Nie uschnie, przeżyje.freak pisze:Czy dorosła borówka amerykańska uschnie bez podlewania podczas suszy w polskim klimacie? Czy borówka pozostawiona sama sobie przez rok lub dwa jest w ogóle w stanie przeżyć?
Jeżeli nie będzie to jakaś supernowość, odległą od dzikiego przodka.

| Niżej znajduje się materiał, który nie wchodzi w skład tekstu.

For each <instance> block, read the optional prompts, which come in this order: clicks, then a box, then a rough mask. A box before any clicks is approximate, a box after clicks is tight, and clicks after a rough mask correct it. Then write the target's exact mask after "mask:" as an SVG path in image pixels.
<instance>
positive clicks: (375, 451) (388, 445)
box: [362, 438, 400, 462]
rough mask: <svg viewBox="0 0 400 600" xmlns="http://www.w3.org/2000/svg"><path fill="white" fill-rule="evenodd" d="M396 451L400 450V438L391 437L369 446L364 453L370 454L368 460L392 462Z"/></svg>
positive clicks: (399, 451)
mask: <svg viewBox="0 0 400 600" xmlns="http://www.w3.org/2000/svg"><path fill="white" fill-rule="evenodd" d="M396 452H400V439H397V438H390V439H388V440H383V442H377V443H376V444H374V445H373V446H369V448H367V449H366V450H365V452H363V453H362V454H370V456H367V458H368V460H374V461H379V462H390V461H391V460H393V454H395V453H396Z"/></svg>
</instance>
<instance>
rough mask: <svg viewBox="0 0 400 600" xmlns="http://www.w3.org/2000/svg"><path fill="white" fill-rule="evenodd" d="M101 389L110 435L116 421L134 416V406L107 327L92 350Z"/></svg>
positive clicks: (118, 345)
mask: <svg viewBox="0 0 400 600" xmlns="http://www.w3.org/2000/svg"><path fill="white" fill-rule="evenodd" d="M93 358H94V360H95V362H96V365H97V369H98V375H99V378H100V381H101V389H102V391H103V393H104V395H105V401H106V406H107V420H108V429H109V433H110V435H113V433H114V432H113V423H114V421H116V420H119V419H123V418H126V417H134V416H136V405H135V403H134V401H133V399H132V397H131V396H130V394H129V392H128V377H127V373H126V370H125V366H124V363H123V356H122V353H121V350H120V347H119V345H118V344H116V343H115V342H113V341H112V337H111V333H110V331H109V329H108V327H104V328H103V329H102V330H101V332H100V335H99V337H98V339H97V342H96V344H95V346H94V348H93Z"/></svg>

Kilka lat temu sąsiadka nabyła na jesiennej wyprzedaży w markecie trzy sadzonki borówki wysokiej.
Jedna była złamana.
Jedna z nich miała etykietę Brigitta.
Wsadziła je między stare porzeczki.
Tak jak innych krzaków nie podlewała ich.
Przez kilka lat stały w miejscu, nie owocowały.
Ta złamana uschła.
W 2017 miałem przygotowywaną przez kilka lat kwaterę na borówki wysokie i tam dwie borówki na jesieni trafiły.
Kwatera była przygotowywana zgodnie ze wskazówkami ze Stacji Chemiczno-Rolniczej.
Od kilku lat te dwie borówki pięknie owocują.
Nie mają olbrzymich, nowoczesnych owoców, nie chorują.
Są to raczej starsze odmiany.
Te NNy nazywam na zasadzie domysłu Brigitta i Lateblue.